One element of the trial that was less of a groundbreaking moment for women’s and victim’s rights was the defense’s cross-examination of the plaintiff, Gilmore said. Multiple outlets covered actress Jessica Mann’s testimony that Weinstein sexually assaulted her multiple times during an abusive relationship.
Per CNN, Mann faced “challenging questioning” from Weinstein’s attorneys, leading to her breaking into “heavy sobs.” Even after a brief recess Mann suffered a panic attack on the stand, leading the court to adjourn for the day.
Gilmore stressed that “cross-examination tactics as seen in this trial allow and even encourage re-traumatizing rape victims. Defense attorneys use these tactics to exploit PTSD in survivors, to shame them, and make juries doubt them.”

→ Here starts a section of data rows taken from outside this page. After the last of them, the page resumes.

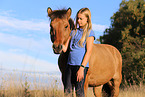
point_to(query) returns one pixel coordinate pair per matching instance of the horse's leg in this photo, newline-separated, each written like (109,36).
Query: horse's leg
(86,85)
(98,91)
(116,84)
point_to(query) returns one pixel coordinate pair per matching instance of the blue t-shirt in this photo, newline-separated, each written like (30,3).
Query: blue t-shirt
(77,52)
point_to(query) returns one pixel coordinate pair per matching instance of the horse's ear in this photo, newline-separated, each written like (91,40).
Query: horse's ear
(49,10)
(69,12)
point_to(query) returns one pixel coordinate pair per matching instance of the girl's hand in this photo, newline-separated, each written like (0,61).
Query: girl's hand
(80,74)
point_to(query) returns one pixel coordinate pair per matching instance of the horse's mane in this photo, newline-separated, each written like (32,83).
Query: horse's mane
(58,14)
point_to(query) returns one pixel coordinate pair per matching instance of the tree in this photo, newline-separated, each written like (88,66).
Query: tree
(127,34)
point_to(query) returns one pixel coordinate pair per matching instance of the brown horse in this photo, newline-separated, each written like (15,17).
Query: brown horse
(105,64)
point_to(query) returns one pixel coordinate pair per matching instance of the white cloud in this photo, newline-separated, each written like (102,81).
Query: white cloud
(25,43)
(24,62)
(8,23)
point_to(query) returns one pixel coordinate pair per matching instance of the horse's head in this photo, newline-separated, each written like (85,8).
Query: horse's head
(60,27)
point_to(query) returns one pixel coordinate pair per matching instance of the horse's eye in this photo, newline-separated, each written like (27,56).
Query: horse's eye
(66,26)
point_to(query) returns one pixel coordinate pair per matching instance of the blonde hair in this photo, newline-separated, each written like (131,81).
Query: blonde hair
(87,28)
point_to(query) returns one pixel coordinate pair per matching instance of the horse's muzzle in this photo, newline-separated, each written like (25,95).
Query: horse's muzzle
(57,48)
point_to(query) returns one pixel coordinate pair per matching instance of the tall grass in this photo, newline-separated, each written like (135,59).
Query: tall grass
(12,85)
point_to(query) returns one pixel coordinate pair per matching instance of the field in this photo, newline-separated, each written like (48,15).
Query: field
(13,85)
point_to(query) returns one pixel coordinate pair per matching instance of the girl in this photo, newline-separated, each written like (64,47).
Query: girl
(81,44)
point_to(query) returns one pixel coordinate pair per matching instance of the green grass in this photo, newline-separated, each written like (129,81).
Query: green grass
(12,86)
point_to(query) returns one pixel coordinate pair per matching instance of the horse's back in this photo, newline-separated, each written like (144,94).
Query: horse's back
(105,62)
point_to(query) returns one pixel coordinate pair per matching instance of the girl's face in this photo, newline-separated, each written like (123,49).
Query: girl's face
(82,20)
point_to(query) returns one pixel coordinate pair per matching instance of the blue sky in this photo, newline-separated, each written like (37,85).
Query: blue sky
(24,30)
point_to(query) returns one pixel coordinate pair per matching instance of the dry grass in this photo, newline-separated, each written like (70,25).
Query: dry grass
(12,86)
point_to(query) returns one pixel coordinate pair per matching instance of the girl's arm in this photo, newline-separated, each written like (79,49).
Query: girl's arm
(89,46)
(65,46)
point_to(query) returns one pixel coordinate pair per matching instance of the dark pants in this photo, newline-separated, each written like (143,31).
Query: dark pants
(71,80)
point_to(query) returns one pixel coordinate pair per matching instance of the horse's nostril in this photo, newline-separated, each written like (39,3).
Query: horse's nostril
(54,46)
(60,46)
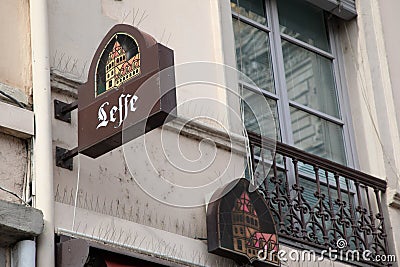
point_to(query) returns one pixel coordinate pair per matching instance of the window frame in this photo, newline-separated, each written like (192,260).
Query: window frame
(278,71)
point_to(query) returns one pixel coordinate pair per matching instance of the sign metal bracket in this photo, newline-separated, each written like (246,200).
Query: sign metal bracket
(62,110)
(64,157)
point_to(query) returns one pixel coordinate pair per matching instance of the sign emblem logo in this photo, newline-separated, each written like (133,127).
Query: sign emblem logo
(240,226)
(119,63)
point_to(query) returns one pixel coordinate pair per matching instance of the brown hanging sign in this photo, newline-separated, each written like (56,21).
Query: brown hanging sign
(240,226)
(110,102)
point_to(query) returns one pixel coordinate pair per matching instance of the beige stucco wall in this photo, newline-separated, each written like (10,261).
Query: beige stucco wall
(15,64)
(106,188)
(15,80)
(100,197)
(14,169)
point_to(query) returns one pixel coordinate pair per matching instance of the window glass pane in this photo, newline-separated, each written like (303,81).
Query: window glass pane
(253,54)
(304,22)
(257,117)
(309,79)
(317,136)
(252,9)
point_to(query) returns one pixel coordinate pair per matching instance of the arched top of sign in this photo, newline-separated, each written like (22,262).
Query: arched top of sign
(240,226)
(125,59)
(119,62)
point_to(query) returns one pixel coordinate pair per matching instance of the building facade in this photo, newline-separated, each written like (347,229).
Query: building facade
(319,78)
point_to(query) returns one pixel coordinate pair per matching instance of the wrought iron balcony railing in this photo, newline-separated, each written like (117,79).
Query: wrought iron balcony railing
(317,202)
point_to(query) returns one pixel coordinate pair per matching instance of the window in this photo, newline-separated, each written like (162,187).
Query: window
(284,47)
(240,246)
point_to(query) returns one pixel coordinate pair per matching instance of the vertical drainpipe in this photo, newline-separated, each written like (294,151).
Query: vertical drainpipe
(43,155)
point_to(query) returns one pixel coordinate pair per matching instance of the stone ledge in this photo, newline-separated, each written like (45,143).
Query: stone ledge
(18,222)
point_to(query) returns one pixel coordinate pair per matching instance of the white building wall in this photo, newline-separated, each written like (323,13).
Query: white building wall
(200,31)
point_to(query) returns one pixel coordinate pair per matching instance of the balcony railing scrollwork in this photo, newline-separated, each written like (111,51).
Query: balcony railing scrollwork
(317,202)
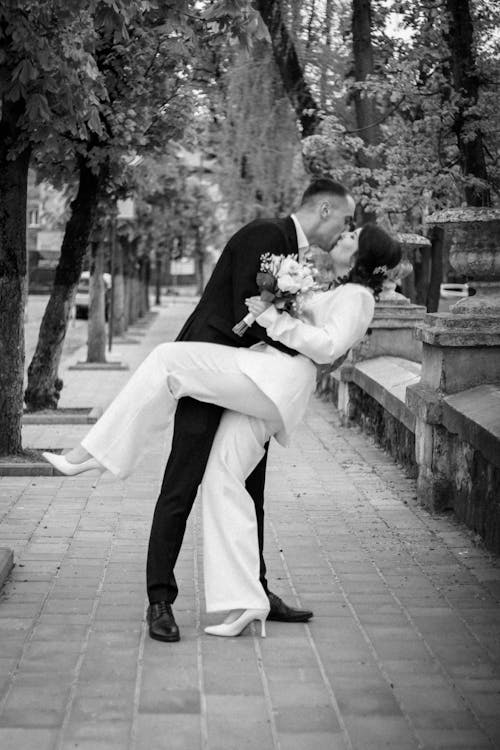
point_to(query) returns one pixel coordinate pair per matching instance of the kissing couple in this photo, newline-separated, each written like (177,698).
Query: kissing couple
(228,394)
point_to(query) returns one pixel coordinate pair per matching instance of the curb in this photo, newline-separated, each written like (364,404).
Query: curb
(6,564)
(98,366)
(28,469)
(88,415)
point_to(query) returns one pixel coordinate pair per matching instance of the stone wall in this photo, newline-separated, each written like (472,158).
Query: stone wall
(388,431)
(458,454)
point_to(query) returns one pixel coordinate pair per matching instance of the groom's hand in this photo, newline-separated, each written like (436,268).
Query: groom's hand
(256,305)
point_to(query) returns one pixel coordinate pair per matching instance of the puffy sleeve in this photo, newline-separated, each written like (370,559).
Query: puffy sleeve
(344,321)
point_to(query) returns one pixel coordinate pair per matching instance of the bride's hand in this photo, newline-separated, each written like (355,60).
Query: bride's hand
(256,305)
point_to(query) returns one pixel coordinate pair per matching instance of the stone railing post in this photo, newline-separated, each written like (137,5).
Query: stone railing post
(460,349)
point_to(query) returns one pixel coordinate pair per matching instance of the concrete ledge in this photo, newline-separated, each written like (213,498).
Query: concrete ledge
(6,564)
(124,341)
(474,415)
(29,466)
(98,366)
(386,379)
(84,415)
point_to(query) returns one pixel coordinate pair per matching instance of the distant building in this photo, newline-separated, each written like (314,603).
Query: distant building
(44,221)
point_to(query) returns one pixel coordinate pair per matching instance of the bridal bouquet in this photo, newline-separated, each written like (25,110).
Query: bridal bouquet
(281,280)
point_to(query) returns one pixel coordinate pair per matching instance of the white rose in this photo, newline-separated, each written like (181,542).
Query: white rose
(288,265)
(307,284)
(289,283)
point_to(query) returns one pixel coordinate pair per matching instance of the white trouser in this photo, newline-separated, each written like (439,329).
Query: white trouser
(230,540)
(146,405)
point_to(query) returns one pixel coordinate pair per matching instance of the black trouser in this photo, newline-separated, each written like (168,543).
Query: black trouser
(195,426)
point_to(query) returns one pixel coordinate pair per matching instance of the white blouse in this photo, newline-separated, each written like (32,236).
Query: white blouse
(328,325)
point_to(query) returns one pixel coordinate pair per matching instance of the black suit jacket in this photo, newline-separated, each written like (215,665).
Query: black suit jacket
(222,304)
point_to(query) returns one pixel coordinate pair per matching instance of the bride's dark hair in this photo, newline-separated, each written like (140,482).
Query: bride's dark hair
(377,253)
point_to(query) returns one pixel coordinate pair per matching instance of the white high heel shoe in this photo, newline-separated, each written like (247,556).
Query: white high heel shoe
(237,626)
(62,464)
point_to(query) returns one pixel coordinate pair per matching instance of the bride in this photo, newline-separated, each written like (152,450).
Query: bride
(265,393)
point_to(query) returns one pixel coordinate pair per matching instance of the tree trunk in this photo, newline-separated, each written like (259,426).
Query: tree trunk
(459,38)
(118,291)
(323,81)
(146,282)
(290,67)
(96,345)
(198,263)
(44,384)
(158,278)
(13,268)
(364,105)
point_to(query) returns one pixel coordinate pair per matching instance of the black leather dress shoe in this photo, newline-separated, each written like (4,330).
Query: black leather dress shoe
(162,624)
(283,613)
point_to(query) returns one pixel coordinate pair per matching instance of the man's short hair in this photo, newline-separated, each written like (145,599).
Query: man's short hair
(322,186)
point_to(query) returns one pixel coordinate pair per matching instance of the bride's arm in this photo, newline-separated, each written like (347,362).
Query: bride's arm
(346,324)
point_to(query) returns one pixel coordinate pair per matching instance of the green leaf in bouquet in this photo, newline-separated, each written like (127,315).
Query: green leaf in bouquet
(265,281)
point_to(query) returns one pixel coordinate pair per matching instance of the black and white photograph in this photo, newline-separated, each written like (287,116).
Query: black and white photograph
(249,375)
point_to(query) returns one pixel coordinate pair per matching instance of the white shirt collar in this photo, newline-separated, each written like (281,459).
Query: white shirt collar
(302,241)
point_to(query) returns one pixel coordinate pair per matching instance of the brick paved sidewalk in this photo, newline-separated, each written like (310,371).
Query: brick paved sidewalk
(403,651)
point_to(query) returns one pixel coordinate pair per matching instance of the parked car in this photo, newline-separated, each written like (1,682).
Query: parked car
(83,295)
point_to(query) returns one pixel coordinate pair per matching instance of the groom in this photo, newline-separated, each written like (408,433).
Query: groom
(325,209)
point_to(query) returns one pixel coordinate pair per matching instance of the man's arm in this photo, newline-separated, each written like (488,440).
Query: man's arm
(249,245)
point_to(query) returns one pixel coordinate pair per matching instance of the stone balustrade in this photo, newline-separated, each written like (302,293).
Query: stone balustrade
(428,385)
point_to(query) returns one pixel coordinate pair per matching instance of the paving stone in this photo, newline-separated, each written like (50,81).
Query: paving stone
(17,738)
(177,732)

This legal maneuver is largely intentional, Gilmore said, and can bring back painful memories for witnesses already in emotionally taxing situations, further exacerbating feelings of vulnerability and anxiety.
“When attorneys deliberately ask questions that prevent witnesses from providing context, or scramble timelines, or otherwise rattle a witness into forgetting details, they are trying to amplify the doubt that already shadows women witnesses and exploit that doubt to induce sympathy for the accused,” Gilmore said.
Despite these setbacks, Gilmore thinks that it has shed light on the problems in the legal system and “how confusing, inadequate, and abusive the criminal justice is for victims of sexual violence.” To improve the system moving forward, Gilmore believes that changing the statute of limitations is critical to support a “fair and transparent processes for reporting that include clear steps for holding abusers accountable.”
Weinstein’s New York trial is over, but he will have to face other sexual assault charges in Los Angeles. Weinstein’s defense team’s request for leniency citing his poor health was rejected by presiding Judge James Burke, and Gilmore anticipates a similar result in California courts. She says she expects Weinstein to be sentenced to additional time and that he will be found guilty on more counts.
Weinstein faces up to 28 years in prison for the charges filed in California.
“The women who testified against Weinstein were incredibly brave, as are all the silence breakers in the MeToo movement,” Gilmore said. “But for those who have not yet been heard in this one trial, or showcased while the media spotlight is on celebrity perpetrators, there must be processes for hearing the allegations of survivors that will enable them to be as safe as they are brave.”